Several simulation methods are implemented in phytools. These include Brownian motion simulation under various conditions (fastBM), simulation of discrete character evolution (sim.history), simulation of stochastic character maps (make.simmap) and simulation of multiple evolutionary rates (sim.rates), among other functionality (Table 1).

Phylogenetic Inference

A few different phylogenetic inference procedures are implemented in the phytools package. These functions are, in general, highly dependent on calculations and algorithms in the phangorn library of Schliep (2011). Some of the functionality includes matrix representation parsimony supertree estimation (mrp.supertree) and least-squares phylogeny inference (optim.phylo.ls; Table 1).

Graphical Methods

Several graphical methods are implemented in phytools. Among these are projection of a tree into bivariate morphospace (phylomorphospace; Fig. 1), plotting stochastic character maps and histories (plotSimmap), lineage through time plotting with extinct lineages (ltt), animation of Brownian motion and speciation (branching.diffusion), and other functions (Table 1).

Utility Functions

In addition to the aforesaid scientific functions, phytools also includes a number of utility functions for phylogeny input, output and manipulation. These are meant to supplement and complement the existing diverse array of utility functions in the ape and phangorn packages. Several of these functions are listed in Table 1.
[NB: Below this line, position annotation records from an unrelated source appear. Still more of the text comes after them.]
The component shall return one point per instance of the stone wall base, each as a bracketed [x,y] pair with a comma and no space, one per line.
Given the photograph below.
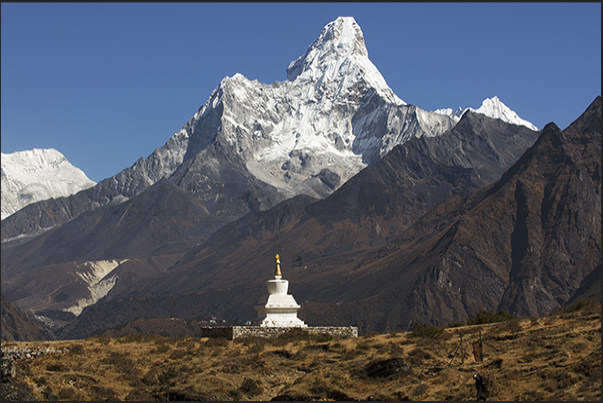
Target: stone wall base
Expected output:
[234,332]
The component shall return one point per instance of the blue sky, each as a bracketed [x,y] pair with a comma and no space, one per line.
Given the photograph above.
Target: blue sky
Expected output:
[107,83]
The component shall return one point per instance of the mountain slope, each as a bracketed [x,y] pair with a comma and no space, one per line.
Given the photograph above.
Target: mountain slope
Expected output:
[307,135]
[18,326]
[539,224]
[524,244]
[38,174]
[313,236]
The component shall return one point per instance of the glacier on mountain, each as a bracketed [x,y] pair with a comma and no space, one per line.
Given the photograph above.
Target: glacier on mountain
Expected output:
[39,174]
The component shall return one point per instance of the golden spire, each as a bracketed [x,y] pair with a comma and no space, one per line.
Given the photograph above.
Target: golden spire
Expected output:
[277,272]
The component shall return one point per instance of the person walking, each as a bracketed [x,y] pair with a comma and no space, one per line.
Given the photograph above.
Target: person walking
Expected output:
[479,385]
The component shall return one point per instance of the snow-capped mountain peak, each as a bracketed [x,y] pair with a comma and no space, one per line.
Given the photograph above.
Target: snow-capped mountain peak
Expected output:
[33,175]
[495,108]
[339,56]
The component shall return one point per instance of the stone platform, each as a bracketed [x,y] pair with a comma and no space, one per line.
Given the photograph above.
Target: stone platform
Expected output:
[234,332]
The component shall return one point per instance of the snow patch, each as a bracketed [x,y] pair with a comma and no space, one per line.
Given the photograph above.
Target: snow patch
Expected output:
[39,174]
[100,282]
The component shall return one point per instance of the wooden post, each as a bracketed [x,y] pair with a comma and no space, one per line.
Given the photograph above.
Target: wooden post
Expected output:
[481,348]
[462,351]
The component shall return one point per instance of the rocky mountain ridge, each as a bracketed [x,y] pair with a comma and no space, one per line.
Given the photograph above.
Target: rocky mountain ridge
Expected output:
[253,145]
Example 1: Detecting the Location of a Rate Shift

In this example, I first simulate a stochastic pure-birth phylogeny; next, I simulate evolutionary change for a single continuously valued character on the phylogeny under two different evolutionary rates in different parts of the tree; I analyse the tree and data using the Bayesian MCMC method for identifying the location of a shift in the evolutionary rate over time (Revell et al. in press); finally, I analyse the MCMC results to estimate the location of the shift and the evolutionary rates tipward and rootward of this point.

First, I loaded the phytools package. This will also load ape and other required packages on first instantiation:

> # load the phytools package (and ape)
> require(phytools)

Loading required package: phytools

Loading required package: ape....

Next, I set the random number seed for reproducibility (here, it is just set to 1):

> set.seed(1) # set the seed

I use the ape function rbdtree to simulate a stochastic pure-birth tree. In this instance, the tree has 91 taxa.

> # simulate a tree (using ape)
> tree<-rbdtree(b=log(50),d = 0,Tmax=1)

Now, for the purposes of simulation, I split the tree at a predetermined position – specified here by the number of the descendant node and the distance along the edge from the root. To do this, I use the phytools function splitTree. It should be noted that the node and edge position used below are only guaranteed to work conditioned on having set the random number seed at 1 (see above), otherwise a different split point should be chosen.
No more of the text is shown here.